From a UK perspective this takes on additional significance as a result of the country’s ‘tilt’ to the Indo-Pacific region that was outlined in last year’s foreign and defence policy review, highlighted by the formal application that was made for the UK to join the CPTPP in February. Nothing seems to move quickly with trade agreements, and that process is expected to continue throughout 2022, but it has been impressive to watch the Department for International Trade line up a number of Free Trade Agreements with CPTPP members including Japan, Australia and New Zealand in recent months which contain language that will certainly make the accession process more straightforward.


With 6 of the 11 CPTPP members also part of the Commonwealth, is it too much of a stretch to imagine the Games in summer 2022 providing a convenient backdrop and global audience to witness the UK’s formal entry into the CPTPP being signed-off in Birmingham?


Regardless, it seems certain that the UK will join the CPTPP at some point in 2022, and so it, and the opportunities that membership will present, deserve due attention and would seem like a welcome chance for businesses in the West Midlands to steal a march on the competition and build on the boost the region will receive from the Commonwealth Games.


Balancing a focus on domestic and overseas opportunities certainly should not be a matter of either/or for business. From the perspective of our own business, we are proud of our Black Country heritage and recent investments such as the £160m West Midlands Designer Outlet Village that opened last April and has already created over 1,000 new jobs in the region. Yet at the same time the Richardson family continue to actively invest internationally, completing deals in Australia, Canada, Singapore and the US amongst others in the past 12 months.


There is no doubt that overseas opportunities are out there for businesses and equally that the West Midlands is incredibly well placed at the start of 2022 for a period of sustained economic growth. Our business has always been entrepreneurial at its core since it was founded in the first half of the twentieth century, and that brings with it a certain degree of in-built optimism around the future, together with a fierce desire to make things happen. While we regard that as a positive, it also reinforces the belief that we cannot simply sit back and expect good things to happen, something which is true for any business, and certainly for the West Midlands region as we look out ahead over the next decade.

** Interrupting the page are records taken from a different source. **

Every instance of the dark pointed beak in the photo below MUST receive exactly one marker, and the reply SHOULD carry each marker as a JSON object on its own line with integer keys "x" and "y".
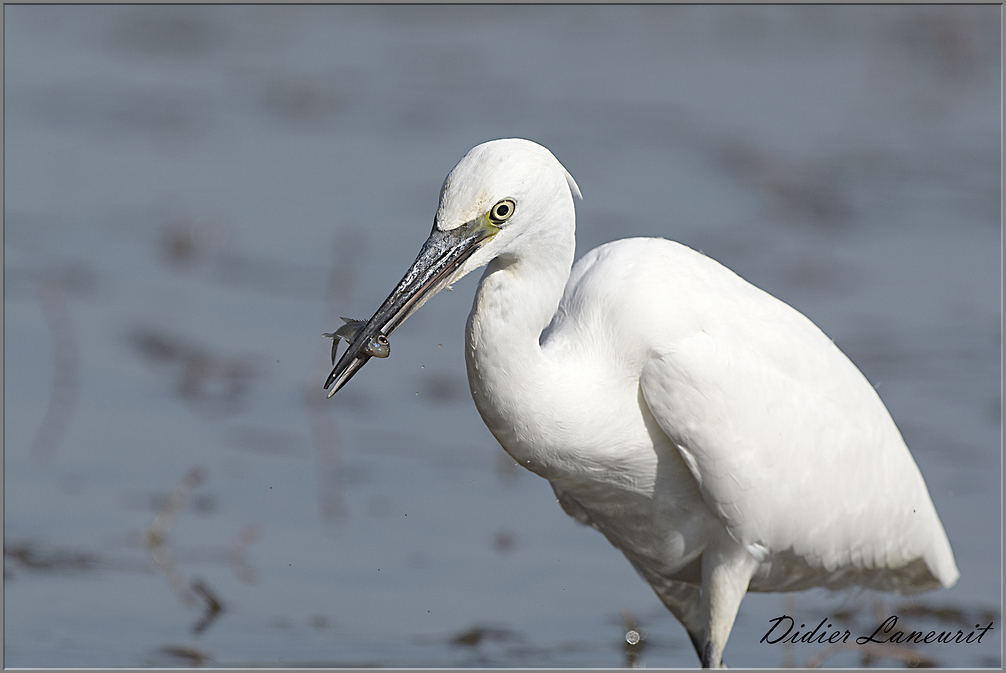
{"x": 439, "y": 261}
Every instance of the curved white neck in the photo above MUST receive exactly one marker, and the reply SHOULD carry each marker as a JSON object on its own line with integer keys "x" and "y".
{"x": 507, "y": 372}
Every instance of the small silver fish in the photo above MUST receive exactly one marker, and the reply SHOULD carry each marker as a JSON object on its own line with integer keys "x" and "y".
{"x": 378, "y": 346}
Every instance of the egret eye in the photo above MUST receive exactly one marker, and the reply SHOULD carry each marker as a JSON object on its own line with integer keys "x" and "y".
{"x": 502, "y": 211}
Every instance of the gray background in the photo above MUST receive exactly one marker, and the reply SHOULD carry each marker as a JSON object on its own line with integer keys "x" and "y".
{"x": 194, "y": 194}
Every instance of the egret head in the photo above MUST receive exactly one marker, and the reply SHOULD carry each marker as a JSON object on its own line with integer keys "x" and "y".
{"x": 502, "y": 196}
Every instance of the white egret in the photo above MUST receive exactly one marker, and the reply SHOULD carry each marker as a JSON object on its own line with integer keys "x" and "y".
{"x": 713, "y": 434}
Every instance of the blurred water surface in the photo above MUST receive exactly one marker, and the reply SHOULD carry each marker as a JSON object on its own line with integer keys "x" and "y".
{"x": 194, "y": 194}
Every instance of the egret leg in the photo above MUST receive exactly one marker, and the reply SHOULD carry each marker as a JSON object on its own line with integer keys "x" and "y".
{"x": 726, "y": 570}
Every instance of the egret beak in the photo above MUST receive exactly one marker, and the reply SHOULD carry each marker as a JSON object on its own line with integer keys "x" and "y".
{"x": 439, "y": 262}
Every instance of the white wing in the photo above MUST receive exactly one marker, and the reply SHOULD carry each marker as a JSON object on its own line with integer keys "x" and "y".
{"x": 790, "y": 445}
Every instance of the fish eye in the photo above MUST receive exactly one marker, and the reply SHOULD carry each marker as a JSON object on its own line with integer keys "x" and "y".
{"x": 502, "y": 211}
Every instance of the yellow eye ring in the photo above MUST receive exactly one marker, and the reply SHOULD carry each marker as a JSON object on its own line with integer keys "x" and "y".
{"x": 502, "y": 211}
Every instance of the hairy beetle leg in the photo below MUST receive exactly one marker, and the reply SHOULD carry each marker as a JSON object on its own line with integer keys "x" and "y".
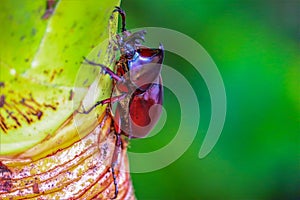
{"x": 102, "y": 102}
{"x": 105, "y": 69}
{"x": 117, "y": 152}
{"x": 123, "y": 15}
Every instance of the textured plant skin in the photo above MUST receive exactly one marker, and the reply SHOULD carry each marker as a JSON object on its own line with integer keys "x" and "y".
{"x": 48, "y": 150}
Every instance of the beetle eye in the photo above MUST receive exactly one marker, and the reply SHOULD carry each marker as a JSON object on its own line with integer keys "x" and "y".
{"x": 145, "y": 52}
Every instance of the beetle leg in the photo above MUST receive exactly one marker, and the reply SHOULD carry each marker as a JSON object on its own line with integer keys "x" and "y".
{"x": 102, "y": 102}
{"x": 123, "y": 15}
{"x": 117, "y": 152}
{"x": 49, "y": 9}
{"x": 105, "y": 69}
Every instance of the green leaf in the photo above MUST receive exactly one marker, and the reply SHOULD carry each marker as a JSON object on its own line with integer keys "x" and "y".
{"x": 39, "y": 62}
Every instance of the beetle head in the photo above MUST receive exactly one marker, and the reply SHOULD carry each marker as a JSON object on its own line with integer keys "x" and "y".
{"x": 145, "y": 66}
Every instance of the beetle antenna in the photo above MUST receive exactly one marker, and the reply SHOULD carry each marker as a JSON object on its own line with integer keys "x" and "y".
{"x": 123, "y": 15}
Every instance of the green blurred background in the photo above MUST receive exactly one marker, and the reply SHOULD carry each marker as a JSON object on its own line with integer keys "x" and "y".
{"x": 255, "y": 45}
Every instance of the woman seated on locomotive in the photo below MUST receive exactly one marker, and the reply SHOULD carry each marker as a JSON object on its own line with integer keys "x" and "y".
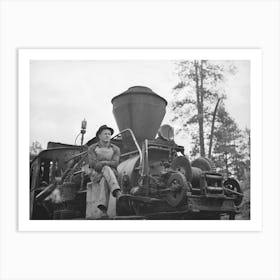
{"x": 104, "y": 158}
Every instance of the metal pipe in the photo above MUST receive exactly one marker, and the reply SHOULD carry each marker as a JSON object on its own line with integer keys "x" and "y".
{"x": 135, "y": 142}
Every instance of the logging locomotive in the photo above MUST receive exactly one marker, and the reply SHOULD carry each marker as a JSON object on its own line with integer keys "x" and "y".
{"x": 157, "y": 179}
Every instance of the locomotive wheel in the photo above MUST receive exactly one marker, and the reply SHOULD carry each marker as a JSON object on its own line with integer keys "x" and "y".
{"x": 178, "y": 189}
{"x": 233, "y": 185}
{"x": 182, "y": 164}
{"x": 46, "y": 192}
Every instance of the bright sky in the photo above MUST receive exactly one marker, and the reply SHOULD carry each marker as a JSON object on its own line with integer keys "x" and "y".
{"x": 63, "y": 93}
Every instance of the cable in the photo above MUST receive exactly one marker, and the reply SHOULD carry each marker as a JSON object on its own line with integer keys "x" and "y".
{"x": 77, "y": 138}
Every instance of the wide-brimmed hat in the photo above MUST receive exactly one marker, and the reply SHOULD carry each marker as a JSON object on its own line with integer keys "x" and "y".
{"x": 103, "y": 127}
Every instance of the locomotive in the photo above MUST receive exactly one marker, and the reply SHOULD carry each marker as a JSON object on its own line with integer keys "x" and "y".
{"x": 158, "y": 181}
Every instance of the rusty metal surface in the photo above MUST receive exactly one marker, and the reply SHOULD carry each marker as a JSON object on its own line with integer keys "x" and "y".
{"x": 141, "y": 110}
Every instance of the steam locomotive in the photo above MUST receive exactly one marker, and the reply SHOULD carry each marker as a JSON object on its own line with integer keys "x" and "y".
{"x": 157, "y": 179}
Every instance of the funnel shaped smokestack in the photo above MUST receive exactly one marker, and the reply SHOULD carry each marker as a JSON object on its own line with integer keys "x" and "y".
{"x": 141, "y": 110}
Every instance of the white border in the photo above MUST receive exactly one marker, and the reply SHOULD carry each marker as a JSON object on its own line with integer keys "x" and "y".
{"x": 24, "y": 57}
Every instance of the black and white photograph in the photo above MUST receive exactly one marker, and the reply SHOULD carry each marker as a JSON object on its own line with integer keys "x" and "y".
{"x": 140, "y": 139}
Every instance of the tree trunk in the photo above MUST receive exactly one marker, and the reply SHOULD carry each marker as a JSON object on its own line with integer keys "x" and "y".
{"x": 199, "y": 98}
{"x": 212, "y": 129}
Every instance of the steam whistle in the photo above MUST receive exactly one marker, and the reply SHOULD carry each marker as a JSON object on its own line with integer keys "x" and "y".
{"x": 83, "y": 130}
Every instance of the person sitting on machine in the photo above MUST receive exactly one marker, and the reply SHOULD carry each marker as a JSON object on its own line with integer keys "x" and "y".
{"x": 103, "y": 159}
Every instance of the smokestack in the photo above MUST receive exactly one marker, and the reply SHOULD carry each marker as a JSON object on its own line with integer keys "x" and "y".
{"x": 141, "y": 110}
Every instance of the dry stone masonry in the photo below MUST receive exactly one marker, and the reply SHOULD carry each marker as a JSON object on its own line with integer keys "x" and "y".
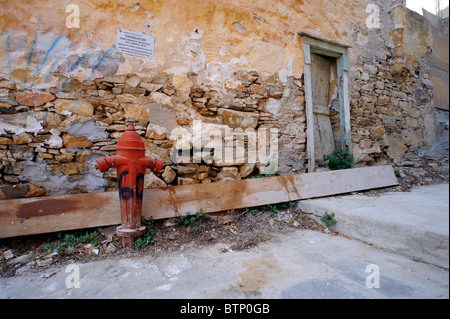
{"x": 215, "y": 83}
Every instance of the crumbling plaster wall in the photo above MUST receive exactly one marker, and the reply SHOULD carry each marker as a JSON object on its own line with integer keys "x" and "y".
{"x": 65, "y": 94}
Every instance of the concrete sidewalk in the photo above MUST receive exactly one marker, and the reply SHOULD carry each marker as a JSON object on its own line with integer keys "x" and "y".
{"x": 413, "y": 223}
{"x": 298, "y": 264}
{"x": 295, "y": 265}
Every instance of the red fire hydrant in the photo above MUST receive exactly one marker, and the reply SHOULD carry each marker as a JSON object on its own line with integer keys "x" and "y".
{"x": 131, "y": 163}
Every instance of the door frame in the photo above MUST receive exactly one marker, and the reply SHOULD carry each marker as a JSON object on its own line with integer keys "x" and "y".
{"x": 313, "y": 44}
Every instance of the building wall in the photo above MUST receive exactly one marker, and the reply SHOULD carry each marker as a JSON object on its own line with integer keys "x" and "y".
{"x": 66, "y": 93}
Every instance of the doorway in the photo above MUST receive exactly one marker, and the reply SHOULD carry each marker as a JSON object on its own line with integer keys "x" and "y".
{"x": 326, "y": 97}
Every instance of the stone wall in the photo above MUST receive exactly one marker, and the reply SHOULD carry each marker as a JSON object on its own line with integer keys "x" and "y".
{"x": 236, "y": 67}
{"x": 50, "y": 139}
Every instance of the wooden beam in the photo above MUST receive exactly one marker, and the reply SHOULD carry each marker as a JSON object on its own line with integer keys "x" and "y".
{"x": 29, "y": 216}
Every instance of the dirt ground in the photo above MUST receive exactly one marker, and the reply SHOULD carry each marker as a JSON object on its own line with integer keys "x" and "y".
{"x": 237, "y": 229}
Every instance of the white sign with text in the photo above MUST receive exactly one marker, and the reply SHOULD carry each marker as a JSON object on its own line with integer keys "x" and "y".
{"x": 135, "y": 43}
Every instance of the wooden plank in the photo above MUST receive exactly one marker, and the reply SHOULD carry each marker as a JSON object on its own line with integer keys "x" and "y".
{"x": 322, "y": 109}
{"x": 29, "y": 216}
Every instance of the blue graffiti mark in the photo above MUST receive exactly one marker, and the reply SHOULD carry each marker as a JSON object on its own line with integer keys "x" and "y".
{"x": 99, "y": 62}
{"x": 47, "y": 76}
{"x": 75, "y": 65}
{"x": 52, "y": 46}
{"x": 30, "y": 53}
{"x": 8, "y": 49}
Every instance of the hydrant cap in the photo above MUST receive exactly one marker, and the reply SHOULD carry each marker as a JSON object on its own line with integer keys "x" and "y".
{"x": 130, "y": 140}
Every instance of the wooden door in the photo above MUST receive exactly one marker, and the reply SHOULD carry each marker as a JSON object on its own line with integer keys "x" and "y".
{"x": 320, "y": 87}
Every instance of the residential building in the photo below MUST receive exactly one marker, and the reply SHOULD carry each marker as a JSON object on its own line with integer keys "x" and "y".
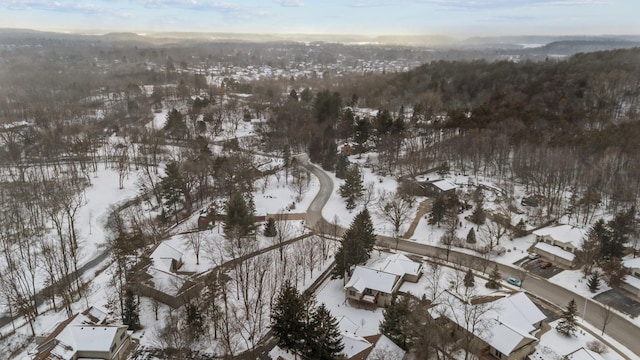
{"x": 559, "y": 243}
{"x": 84, "y": 336}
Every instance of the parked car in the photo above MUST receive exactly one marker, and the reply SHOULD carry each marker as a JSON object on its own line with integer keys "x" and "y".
{"x": 514, "y": 281}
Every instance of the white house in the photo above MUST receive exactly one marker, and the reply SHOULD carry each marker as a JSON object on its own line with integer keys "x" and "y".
{"x": 372, "y": 286}
{"x": 510, "y": 325}
{"x": 399, "y": 264}
{"x": 81, "y": 337}
{"x": 166, "y": 258}
{"x": 559, "y": 243}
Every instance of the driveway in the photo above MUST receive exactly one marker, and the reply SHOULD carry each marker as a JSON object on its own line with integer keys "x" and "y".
{"x": 619, "y": 300}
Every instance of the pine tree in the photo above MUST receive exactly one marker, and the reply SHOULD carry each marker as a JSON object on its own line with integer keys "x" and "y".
{"x": 286, "y": 318}
{"x": 323, "y": 337}
{"x": 438, "y": 210}
{"x": 341, "y": 166}
{"x": 478, "y": 216}
{"x": 175, "y": 125}
{"x": 352, "y": 187}
{"x": 594, "y": 282}
{"x": 195, "y": 321}
{"x": 239, "y": 220}
{"x": 471, "y": 236}
{"x": 130, "y": 312}
{"x": 270, "y": 228}
{"x": 356, "y": 245}
{"x": 469, "y": 279}
{"x": 494, "y": 279}
{"x": 394, "y": 321}
{"x": 567, "y": 325}
{"x": 172, "y": 189}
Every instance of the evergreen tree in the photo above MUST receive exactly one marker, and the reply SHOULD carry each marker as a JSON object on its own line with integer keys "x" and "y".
{"x": 323, "y": 337}
{"x": 329, "y": 157}
{"x": 175, "y": 125}
{"x": 352, "y": 187}
{"x": 494, "y": 279}
{"x": 438, "y": 210}
{"x": 130, "y": 312}
{"x": 567, "y": 325}
{"x": 471, "y": 236}
{"x": 286, "y": 318}
{"x": 172, "y": 189}
{"x": 341, "y": 166}
{"x": 270, "y": 228}
{"x": 469, "y": 279}
{"x": 594, "y": 282}
{"x": 361, "y": 133}
{"x": 394, "y": 322}
{"x": 239, "y": 220}
{"x": 195, "y": 321}
{"x": 356, "y": 245}
{"x": 478, "y": 216}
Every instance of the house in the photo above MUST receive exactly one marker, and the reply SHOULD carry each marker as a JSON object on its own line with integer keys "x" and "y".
{"x": 166, "y": 258}
{"x": 631, "y": 282}
{"x": 372, "y": 286}
{"x": 437, "y": 187}
{"x": 377, "y": 284}
{"x": 583, "y": 354}
{"x": 559, "y": 243}
{"x": 371, "y": 347}
{"x": 84, "y": 336}
{"x": 510, "y": 325}
{"x": 401, "y": 265}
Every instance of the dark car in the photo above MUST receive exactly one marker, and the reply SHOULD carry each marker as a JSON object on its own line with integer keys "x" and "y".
{"x": 544, "y": 265}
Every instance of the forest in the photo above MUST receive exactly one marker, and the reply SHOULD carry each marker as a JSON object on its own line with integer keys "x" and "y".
{"x": 566, "y": 129}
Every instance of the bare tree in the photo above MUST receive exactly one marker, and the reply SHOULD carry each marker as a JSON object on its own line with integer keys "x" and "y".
{"x": 395, "y": 209}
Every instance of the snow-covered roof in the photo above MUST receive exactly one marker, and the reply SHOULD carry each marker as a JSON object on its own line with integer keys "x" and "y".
{"x": 632, "y": 263}
{"x": 164, "y": 255}
{"x": 386, "y": 348}
{"x": 366, "y": 278}
{"x": 93, "y": 338}
{"x": 563, "y": 233}
{"x": 633, "y": 281}
{"x": 555, "y": 250}
{"x": 503, "y": 337}
{"x": 165, "y": 281}
{"x": 164, "y": 250}
{"x": 512, "y": 321}
{"x": 353, "y": 345}
{"x": 584, "y": 354}
{"x": 347, "y": 326}
{"x": 444, "y": 185}
{"x": 399, "y": 264}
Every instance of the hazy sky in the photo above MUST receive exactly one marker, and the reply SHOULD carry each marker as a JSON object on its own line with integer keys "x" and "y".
{"x": 449, "y": 17}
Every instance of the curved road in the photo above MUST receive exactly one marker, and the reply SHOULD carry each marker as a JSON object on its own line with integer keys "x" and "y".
{"x": 619, "y": 326}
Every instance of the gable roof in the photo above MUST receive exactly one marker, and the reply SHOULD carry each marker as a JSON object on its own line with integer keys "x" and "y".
{"x": 366, "y": 278}
{"x": 399, "y": 264}
{"x": 444, "y": 185}
{"x": 563, "y": 233}
{"x": 164, "y": 256}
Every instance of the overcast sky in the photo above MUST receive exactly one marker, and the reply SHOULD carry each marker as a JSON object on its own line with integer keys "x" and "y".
{"x": 459, "y": 18}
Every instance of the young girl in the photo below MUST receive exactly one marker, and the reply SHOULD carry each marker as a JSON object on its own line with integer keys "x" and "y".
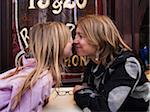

Dubai is currently halfway through hosting the six-month long World Expo, where 192 countries are represented in an incredibly impressive and immersive experience, with the stated goal of being the ‘greatest showcase of human brilliance and achievement’. Over the course of a visit one can feel as though you have had toured the entire world, from Afghanistan to Zimbabwe, and come away with a sense of how each nation is looking to the future and what they have to offer those seeking to make business happen.


Set against this showcase of ambition in the Middle East, a recent article in The Guardian about the build up to the Commonwealth Games highlighted the fact that organisers were expecting ‘at least’ 90% of spectators to be from the UK. While, that figure struck me as certainly less than ideal in terms of making the most of the Games to showcase the best of the West Midlands to the rest of the world in person.

I mention these examples simply to emphasise the point that in the global race, and even with many factors in our favour, we cannot afford to rest on our laurels, as success and future prosperity are by no means a given. Rather, we should take inspiration from the region’s industrial past, when the West Midlands was known as the ‘workshop of the world’ and was shaping how the planet evolved during the 19th century Industrial Revolution, and couple that with ambition and a commitment to hard work in order to ensure that our optimism in looking at the years ahead is fully realised.


The ingredients are certainly in place for the West Midlands to enjoy a golden decade, but, like the athletes competing at the Commonwealth Games, success will only come if we constantly challenge ourselves to perform to the very best of our abilities.